Gut zu wissen, dass die Turngruppen selber den Austausch intern gut organisieren. So sorgt zum Beispiel das Fitness-Team Damen 50+ mit seiner Whatsapp-Gruppe dafür, dass die Neuigkeiten, die sonst in der Turnhalle ausgetauscht werden, auch ohne physischen Kontakt an die Frau kommen. «Natürlich freuen wir uns auf den Moment, wenn wir wieder zusammen in der Turnhalle sein dürfen», sagt Riegenleiterin Anita Moser. «Aber augenblicklich schreiben und telefonieren wir untereinander, sodass wir auf den sozialen Kontakt nicht verzichten müssen. Und alle sind froh, dass die Schweiz keine Ausgangssperre hat. So können wir immerhin Spaziergänge machen. Aber das Turnen selber fehlt halt schon.»

Der Ball rollt nicht
Auch beim FC Sarina steht der Spielbetrieb still, seit dem die Schulen geschlossen wurden. Auch hier gibt es verschiedene Chats, in denen das Heimtraining dokumentiert wird. «Der soziale Austausch ist nicht der Gleiche wie auf dem Platz, aber so bleiben wir wenigstens im Kontakt», sagt Patric Bill, Trainer der B Junioren auf Anfrage. Die Fussballer in der Zwangspause bekommen Trainingsaufgaben nach verschiedenen Schwerpunkten wie Kraft oder Kondition. Selbst eine Möglichkeit für Taktiktraining wurde gefunden. «Ich habe Spielzüge aus Spielen internationaler Clubs aufgezeichnet und an unsere Spieler verschickt. So können wir das taktische Spiel gemeinsam analysieren», erklärt Bill.

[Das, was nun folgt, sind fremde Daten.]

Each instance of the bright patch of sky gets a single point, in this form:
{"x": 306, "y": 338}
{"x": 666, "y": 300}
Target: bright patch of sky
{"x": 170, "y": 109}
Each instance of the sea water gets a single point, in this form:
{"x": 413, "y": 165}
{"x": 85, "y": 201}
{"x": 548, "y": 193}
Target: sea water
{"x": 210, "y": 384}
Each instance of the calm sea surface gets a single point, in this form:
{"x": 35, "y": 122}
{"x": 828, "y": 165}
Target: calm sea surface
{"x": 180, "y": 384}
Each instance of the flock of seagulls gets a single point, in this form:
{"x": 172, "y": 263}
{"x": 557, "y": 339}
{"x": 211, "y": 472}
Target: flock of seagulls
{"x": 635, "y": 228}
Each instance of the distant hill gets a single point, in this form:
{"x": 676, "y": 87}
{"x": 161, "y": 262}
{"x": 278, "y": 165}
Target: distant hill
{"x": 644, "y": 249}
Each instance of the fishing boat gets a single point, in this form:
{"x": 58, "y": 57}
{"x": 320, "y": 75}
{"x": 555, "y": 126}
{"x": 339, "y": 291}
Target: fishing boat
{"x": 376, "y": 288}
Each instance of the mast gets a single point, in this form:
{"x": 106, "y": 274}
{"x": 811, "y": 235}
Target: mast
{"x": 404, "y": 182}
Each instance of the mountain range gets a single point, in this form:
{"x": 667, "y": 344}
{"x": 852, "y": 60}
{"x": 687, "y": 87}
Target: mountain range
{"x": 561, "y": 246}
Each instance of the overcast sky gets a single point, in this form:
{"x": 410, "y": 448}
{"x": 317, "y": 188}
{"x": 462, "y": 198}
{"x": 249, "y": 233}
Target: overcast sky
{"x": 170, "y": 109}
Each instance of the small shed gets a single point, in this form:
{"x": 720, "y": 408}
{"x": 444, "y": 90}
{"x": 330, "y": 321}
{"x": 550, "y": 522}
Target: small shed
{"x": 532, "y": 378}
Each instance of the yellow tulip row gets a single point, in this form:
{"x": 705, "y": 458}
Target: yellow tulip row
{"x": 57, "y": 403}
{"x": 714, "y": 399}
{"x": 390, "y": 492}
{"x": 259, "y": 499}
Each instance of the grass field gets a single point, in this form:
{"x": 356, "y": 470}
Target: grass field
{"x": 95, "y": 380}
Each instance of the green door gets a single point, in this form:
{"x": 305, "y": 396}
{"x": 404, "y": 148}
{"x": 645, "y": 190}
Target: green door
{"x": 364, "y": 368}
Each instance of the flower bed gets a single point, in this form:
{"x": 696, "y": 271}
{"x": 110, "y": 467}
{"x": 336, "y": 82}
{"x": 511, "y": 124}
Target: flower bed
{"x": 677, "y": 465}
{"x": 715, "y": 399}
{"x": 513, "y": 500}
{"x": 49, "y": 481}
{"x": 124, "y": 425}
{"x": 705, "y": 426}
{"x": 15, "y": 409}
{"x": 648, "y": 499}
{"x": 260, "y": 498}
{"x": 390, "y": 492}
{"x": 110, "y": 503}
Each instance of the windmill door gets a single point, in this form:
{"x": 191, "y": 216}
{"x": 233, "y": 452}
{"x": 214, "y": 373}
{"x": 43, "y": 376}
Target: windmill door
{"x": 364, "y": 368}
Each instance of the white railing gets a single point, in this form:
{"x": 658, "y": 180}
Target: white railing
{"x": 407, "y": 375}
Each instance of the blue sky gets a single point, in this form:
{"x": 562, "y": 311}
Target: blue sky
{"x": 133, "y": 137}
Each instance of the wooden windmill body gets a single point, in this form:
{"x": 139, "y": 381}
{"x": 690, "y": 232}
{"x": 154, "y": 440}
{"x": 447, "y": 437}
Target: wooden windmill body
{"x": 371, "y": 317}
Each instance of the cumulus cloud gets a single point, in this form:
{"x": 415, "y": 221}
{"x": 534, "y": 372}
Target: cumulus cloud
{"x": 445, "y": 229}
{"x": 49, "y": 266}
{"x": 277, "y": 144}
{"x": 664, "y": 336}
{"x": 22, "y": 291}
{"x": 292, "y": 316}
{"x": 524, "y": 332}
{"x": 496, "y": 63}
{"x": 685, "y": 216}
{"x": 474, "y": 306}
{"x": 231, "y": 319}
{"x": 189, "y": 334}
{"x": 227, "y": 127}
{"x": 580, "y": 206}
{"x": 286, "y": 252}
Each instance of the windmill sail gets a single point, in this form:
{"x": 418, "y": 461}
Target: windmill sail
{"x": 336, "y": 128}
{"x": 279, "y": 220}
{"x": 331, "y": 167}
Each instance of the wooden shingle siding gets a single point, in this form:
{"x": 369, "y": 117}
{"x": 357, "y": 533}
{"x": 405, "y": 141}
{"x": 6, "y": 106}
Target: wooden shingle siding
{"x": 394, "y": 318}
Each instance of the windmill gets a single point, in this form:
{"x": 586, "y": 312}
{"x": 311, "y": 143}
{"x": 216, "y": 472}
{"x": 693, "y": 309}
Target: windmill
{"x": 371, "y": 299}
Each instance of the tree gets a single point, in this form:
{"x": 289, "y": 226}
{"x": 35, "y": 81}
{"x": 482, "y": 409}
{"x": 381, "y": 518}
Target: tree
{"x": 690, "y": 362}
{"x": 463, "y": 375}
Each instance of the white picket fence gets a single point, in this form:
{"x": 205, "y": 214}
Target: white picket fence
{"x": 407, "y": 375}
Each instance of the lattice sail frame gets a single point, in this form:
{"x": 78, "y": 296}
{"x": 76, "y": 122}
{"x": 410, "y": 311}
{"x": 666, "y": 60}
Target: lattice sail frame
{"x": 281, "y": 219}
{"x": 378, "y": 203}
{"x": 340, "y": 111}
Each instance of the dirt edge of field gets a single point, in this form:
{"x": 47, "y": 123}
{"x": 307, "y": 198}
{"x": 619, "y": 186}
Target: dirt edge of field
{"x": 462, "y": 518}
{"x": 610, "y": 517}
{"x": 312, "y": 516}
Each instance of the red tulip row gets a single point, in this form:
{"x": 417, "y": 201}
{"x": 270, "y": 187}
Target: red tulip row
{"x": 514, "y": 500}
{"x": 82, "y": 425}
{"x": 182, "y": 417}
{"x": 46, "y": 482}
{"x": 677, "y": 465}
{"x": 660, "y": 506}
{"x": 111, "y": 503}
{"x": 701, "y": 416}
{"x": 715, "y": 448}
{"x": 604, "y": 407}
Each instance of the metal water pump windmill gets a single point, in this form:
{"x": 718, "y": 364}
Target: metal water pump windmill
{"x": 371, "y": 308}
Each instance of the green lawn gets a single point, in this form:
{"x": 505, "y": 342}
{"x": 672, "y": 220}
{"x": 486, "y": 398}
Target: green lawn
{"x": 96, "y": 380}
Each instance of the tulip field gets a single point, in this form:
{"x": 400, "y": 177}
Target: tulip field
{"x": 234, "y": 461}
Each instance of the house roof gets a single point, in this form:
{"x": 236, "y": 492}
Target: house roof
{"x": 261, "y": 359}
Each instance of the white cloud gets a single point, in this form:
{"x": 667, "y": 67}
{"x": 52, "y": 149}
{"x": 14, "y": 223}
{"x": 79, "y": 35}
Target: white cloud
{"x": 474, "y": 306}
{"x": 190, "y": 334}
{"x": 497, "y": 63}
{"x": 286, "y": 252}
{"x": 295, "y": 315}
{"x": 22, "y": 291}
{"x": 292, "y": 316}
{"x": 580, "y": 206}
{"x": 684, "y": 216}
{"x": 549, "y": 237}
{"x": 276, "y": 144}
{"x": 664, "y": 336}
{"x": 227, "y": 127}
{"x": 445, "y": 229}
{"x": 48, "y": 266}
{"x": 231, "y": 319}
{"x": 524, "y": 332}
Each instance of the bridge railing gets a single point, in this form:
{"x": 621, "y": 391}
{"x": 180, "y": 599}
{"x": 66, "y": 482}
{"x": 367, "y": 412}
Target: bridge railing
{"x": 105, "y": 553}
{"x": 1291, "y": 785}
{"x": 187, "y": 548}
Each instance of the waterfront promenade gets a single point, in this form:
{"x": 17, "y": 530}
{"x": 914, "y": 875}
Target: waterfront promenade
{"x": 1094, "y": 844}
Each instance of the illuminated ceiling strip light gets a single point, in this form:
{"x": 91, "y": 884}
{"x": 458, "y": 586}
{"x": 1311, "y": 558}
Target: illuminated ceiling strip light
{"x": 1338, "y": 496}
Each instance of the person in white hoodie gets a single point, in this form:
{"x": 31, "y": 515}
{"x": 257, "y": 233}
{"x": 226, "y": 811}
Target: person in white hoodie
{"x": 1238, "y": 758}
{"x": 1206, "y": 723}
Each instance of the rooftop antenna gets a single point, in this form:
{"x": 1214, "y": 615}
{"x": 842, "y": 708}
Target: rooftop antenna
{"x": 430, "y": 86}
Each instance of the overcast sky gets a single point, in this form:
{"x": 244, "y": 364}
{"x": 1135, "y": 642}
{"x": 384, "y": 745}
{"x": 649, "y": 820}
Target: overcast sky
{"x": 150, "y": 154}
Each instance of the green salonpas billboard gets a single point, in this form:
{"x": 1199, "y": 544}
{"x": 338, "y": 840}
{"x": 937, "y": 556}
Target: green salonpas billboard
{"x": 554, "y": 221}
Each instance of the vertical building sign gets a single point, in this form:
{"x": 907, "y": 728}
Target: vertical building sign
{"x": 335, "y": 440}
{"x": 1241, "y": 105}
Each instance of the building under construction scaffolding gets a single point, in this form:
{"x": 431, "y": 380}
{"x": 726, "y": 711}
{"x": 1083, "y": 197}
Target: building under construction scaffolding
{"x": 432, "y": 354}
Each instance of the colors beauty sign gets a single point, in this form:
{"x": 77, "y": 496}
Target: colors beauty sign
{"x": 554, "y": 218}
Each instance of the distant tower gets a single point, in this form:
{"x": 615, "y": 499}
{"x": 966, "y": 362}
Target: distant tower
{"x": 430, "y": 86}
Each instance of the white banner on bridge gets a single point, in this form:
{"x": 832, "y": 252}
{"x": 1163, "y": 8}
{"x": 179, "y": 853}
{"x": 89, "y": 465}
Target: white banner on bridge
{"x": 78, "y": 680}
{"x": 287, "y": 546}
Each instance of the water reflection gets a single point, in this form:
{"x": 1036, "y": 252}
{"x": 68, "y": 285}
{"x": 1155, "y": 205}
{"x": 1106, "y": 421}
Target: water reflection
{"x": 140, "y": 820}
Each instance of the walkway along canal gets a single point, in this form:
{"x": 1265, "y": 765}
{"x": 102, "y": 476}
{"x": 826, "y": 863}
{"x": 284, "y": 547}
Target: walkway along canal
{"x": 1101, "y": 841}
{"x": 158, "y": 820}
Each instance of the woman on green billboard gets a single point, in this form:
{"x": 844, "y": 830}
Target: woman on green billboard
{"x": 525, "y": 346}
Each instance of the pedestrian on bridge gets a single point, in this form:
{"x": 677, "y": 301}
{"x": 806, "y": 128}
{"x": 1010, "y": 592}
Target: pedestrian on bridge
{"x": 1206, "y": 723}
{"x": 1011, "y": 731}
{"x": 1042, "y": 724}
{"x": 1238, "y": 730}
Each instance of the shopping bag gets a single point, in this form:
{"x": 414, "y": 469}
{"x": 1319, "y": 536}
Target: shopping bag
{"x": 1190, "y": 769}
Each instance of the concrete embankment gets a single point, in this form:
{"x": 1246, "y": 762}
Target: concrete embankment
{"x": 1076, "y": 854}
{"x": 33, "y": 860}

Bitter ist die Tatsache, dass sich die Teams vom FC Sarina ohne die Pandemie mitten in der Meisterschaft befinden würden. «Im Moment würden wir uns eigentlich dreimal pro Woche auf dem Platz befinden und den Ball rollen lassen», sagt Patric Bill und bekundet in diesem Zusammenhang seinen Zweifel, dass der Meisterschaftsbetrieb in dieser Saison noch aufgenommen wird. «Auch wenn die ausserordentliche Lage aufgehoben und die Massnahmen gelockert sein werden, so wird sich der gesamte Spielbetrieb nach dieser Krise möglicherweise etwas verändern. Mit der Ankündigung, dass Veranstaltungen bei den Lockerungen der Massnahmen am Schluss kommen, wird das Austragen von Turnieren und Spielen nicht so bald zu realisieren sein», ist Patric Bill überzeugt.

Der Spielbetrieb ruht ganz sicher noch bis zum 30. April. Für die Wiederaufnahme orientiert sich der FC Sarina an den Vorgaben des Verbandes und an der Öffnung der Schulen. «Auch wenn wir keine Matches spielen werden: Schon die Wiederaufnahme des Trainings wird für uns ein grosser Gewinn sein.»